Time to discuss a clinical topic Section

Let’s be candid about heel pain – ‘Fat in feet is our friend’

Heel pain is a common problem and my blog this month looks at this briefly. There appears to be no gender variation here, and the age group hovers around 40-65 but peaks at any age where rejuvenation at exercise is attempted. There is a more sinister side to constant heel pain, especially if it grips the patient for more than 4 months. For those who like to see the full dimension of heel pain you can look at my Clinician Portal which can be found under EDUCATION INFORMATION. Over the last year GP practices have been sending more patients with heel pain and some fall into pretty tough categories to fix.

The first sign may be pain on activity or first thing in the morning when rising. If left this worsens. However the patient who works long hours on their feet may experience chronic pain. Jobs requiring over 8 hours standing can turn this into an occupational disorder. Traffic wardens, postal workers, nurses and health care workers, factory workers all fall into this occupational grey zone. Early attention and management can arrest the problem but I am being asked to help people who have had the condition for over a year or more.

Heel pads, insoles and cushioned outersole materials of shoes or boots are helpful but may be short lived. You should use painkillers for no more than 7 days without guidance. Four to six weeks is often the golden window for positive, swift help; beyond this period it can be downhill.

Steroid injections are worthwhile but do go to someone who is experienced and above all qualified with a passion for this condition because treatment can run into months. If you have needle phobia then consider seeking someone who can provide sedation to avoid becoming overly agitated at the time of treatment.

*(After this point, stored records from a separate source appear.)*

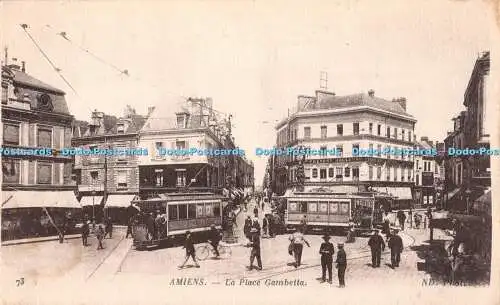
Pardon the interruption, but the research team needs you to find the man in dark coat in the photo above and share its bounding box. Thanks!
[247,228,262,270]
[319,235,335,284]
[387,230,403,268]
[368,230,385,268]
[335,243,347,288]
[396,210,406,231]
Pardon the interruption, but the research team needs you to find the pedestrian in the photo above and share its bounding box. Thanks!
[82,220,90,247]
[299,215,307,234]
[368,230,385,268]
[289,230,311,268]
[247,227,262,270]
[179,231,200,269]
[209,224,222,258]
[335,243,347,288]
[243,215,252,240]
[104,217,113,238]
[319,234,335,284]
[262,215,269,237]
[96,225,106,250]
[397,210,406,231]
[125,217,134,238]
[387,230,403,269]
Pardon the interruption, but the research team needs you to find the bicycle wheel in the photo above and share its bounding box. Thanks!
[196,245,210,261]
[218,245,232,258]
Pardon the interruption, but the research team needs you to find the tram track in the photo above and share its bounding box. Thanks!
[248,233,416,280]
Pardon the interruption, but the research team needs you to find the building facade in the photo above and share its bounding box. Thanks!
[1,63,79,239]
[139,98,253,198]
[72,107,146,223]
[274,90,416,207]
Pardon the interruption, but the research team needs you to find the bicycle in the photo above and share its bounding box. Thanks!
[196,243,232,261]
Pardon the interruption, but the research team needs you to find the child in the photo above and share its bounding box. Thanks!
[179,231,200,269]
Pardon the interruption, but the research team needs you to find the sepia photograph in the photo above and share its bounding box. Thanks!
[0,0,500,305]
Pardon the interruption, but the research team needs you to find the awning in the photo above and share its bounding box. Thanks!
[105,194,135,208]
[2,191,81,209]
[80,196,102,207]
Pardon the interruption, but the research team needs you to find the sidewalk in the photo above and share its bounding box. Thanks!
[2,234,82,247]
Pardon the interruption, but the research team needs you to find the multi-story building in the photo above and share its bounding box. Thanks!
[139,98,253,198]
[72,106,147,223]
[1,62,79,240]
[413,137,445,207]
[274,90,416,207]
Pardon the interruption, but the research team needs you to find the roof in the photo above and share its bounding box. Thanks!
[312,93,413,117]
[11,69,65,95]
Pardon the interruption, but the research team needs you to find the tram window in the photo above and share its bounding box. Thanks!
[196,203,205,218]
[179,204,188,219]
[330,202,339,214]
[340,202,349,214]
[168,204,178,220]
[214,203,220,217]
[188,204,196,219]
[205,203,214,217]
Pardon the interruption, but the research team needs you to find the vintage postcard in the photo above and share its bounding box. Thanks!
[0,0,500,305]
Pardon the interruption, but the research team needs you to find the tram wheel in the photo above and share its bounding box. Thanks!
[196,245,210,261]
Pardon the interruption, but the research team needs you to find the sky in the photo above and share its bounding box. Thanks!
[0,0,498,185]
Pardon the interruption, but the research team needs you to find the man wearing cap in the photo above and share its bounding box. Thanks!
[319,234,335,284]
[368,230,385,268]
[387,229,403,268]
[247,227,262,270]
[335,243,347,288]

If you are offered lots of repeat injections beware – steroid over use will thin out the fat pad. ‘Fat in feet is our friend.’

Stretching – is a good idea to keep the Achilles tendon from tightening. Night splints and simple aids to stretch the fibres can help. Chronic heel pain can become expensive to manage. Our latest approach to long standing heel pain, often called fash-ee-eytis (fasciitis) is ultrasound diagnostics where we measure the thickness of the band as a predictor of outcome.

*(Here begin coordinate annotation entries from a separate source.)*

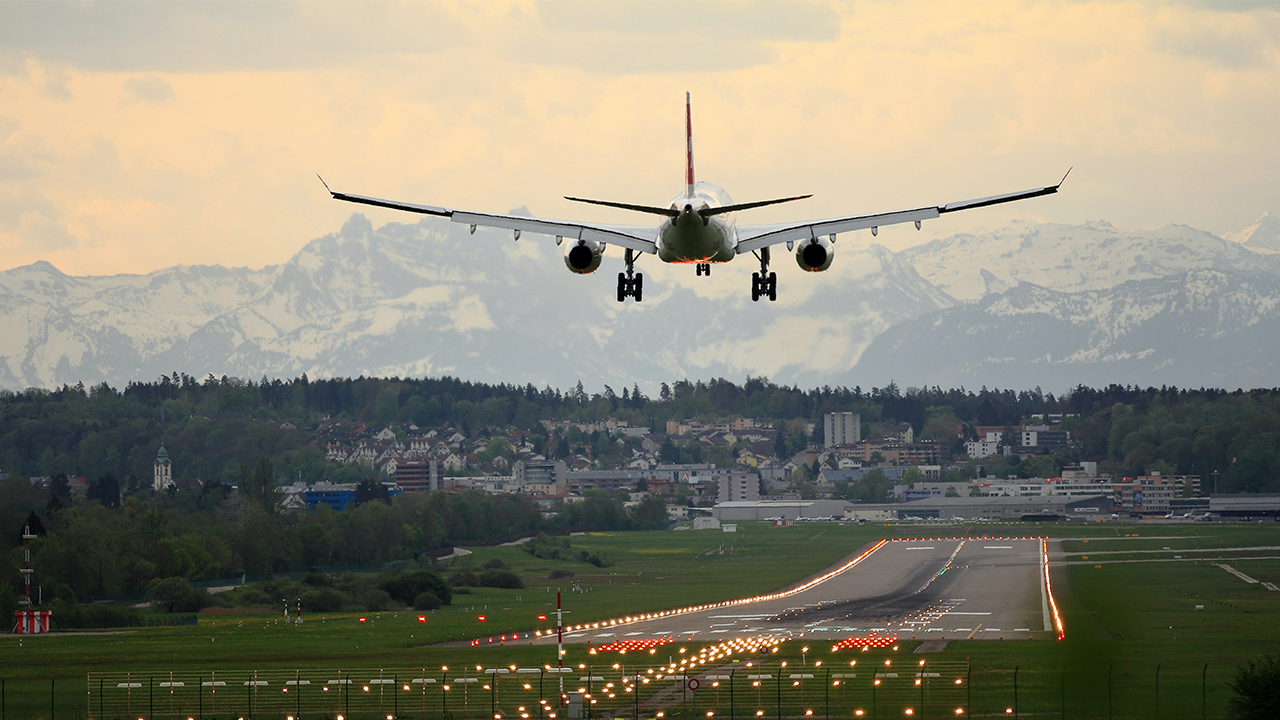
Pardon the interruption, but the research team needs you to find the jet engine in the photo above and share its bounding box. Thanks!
[564,240,600,275]
[796,237,836,273]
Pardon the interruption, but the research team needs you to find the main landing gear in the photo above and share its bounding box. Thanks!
[618,249,644,302]
[751,247,778,302]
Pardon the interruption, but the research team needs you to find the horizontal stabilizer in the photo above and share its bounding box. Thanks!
[564,195,680,218]
[698,195,813,218]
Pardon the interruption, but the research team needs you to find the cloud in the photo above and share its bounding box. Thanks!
[0,1,460,73]
[0,211,79,252]
[120,76,175,105]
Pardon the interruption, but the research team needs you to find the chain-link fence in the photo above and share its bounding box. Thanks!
[77,660,969,720]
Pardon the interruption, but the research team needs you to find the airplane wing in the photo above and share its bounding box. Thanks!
[320,178,658,254]
[737,170,1071,255]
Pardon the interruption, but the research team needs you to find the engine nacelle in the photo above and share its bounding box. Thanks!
[796,237,836,273]
[564,240,600,275]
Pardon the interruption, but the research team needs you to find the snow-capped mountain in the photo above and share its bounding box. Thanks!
[851,270,1280,391]
[902,215,1280,301]
[0,214,952,388]
[0,214,1280,391]
[1225,213,1280,252]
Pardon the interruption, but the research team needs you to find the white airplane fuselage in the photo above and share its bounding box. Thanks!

Injections cost around £50 – £70 in my practise depending upon the complexity and can be done in clinic. Spire Hospital charges around £22 for the drug itself so you are looking at a combined fee of around £72-£92. We are looking at remaining competitive with our non-invasive treatment called extracorporeal shock wave (ECSWT) but success does vary from 45 – 75% with an average of around 58% successful. The hospital will give you an idea of the all-in cost of a course covering three treatments, but ECWST is used after injection treatment. I believe it offers at least another non-operative option.

I find myself using surgery now in 25-30% of the heel pain group as more long-term cases come to seek out solutions.

No longer do we talk about the heel spurs and I certainly do not like the idea of cutting heel spurs out, as it is generally unnecessary. Fasciotomies are small operations that only create a small incision and allow you to walk after a few days. Physiotherapy is important and I work closely with Perform, our own physio brand at Spire, as they understand feet and foot surgery very well and have worked with me for 15 years.

It can take around three months for all pain to settle. There are a plethora of people willing to treat the heel pain and as usual some may promise the earth – ‘We can treat all heel pain,’ Or ‘100% success with such and such a treatment.’ The commercial approach can often over emphasise the success. I might think I am good, and have been in this business for 37 years, but even I don’t achieve a 100%! Of my surgeries I achieve around 88% good satisfaction. Complications are rare but we do audit cases. In a recent audit I found 1 infection, 1 wound that suffered delayed healing, 1 haematoma (localised blood clot) and 3 patients with small sensory loss. This came from a small study cohort of 26 patients. Fifteen had their aims met completely, 1 in part and 2 patients aims were not met. Data was not collected in the remainder of this quick audit over a five year period

Those who return to occupations with a high percentage of standing can deteriorate and the reality is that if this happens your job may need to be considered before embarking on any treatment. I love to help my patients but I cannot compete with the plus 8-hour occupational heel pain problems. The only solution left sometimes is to change or alter the nature of one’s occupation; never an easy task, but then who wants chronic debilitating heel pain forever? There is one hope. For those coming up to retirement, heel pain may clear up so you may want to put off having some types of treatment until you have hung up your office coat and hat. Watch out though, golfers form another group of heel pain sufferers!